1. "Som simples, guitarras, baixo, bateria e vozes. Ninguém precisa de mais frescura!", é o que diz na descrição da página da Vulgar Gods, banda criada em 2011. Mas acompanhar detalhadamente a rotina de uma banda não é tarefa tão fácil assim. Estive com a banda em Maringá durante o fim de semana para participar como fotógrafa (e cantora) no show que aconteceu sábado (21), no Kubitschek Bar, juntamente da banda No Crowd Surfing. 

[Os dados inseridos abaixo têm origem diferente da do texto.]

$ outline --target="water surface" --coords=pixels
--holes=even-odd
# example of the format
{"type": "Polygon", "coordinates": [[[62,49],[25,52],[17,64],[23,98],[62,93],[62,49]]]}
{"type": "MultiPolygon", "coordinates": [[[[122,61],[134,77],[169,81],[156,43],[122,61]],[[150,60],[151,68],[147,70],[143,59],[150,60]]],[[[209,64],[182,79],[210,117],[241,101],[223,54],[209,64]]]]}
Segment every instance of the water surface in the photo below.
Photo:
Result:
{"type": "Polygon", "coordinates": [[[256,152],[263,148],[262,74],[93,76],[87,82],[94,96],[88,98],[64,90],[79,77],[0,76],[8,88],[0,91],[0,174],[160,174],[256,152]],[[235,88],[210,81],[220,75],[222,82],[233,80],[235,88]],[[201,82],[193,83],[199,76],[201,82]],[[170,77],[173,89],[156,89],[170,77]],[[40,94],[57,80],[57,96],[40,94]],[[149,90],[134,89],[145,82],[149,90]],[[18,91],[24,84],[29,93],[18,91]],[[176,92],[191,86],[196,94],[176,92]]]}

    Nem sempre o que uma banda espera de um show, é o que se encontra realmente na hora em que os amplificadores são ligados e o primeiro acorde é tocado. Uma bela pérola vinda diretamente do baterista Gabriel Pelegrino descreve bem a situação de alguns pós-show pelos quais já passou. “Foi tipo meter por 50 minutos sem gozar”, ele diz com a feição indignada. Entre uma conversa ou outra, experiências são trocadas de uma forma singular, onde os integrantes abusam de piadas desbocadas, sem pudor e sempre com ar de deboche. Mesmo sendo originados em uma cidade onde o que prevalece são os covers, a Vulgar Gods ainda assim se destaca com suas letras e melodias saídas diretamente da mente brilhante do vocalista Vinícius Carneiro Gouveia (ou “bird”, para os mais chegados) e do guitarrista Guilherme Hoewell. Logo em seguida, o baixista e último membro a finalmente fazer parte da banda, Thiago Ruas, que traz sempre consigo em cada ensaio uma long neck de Desperados e histórias peculiares sobre suas aventuras casuais.
    Pois bem, o resto do discurso fica por conta dos registros fotográficos.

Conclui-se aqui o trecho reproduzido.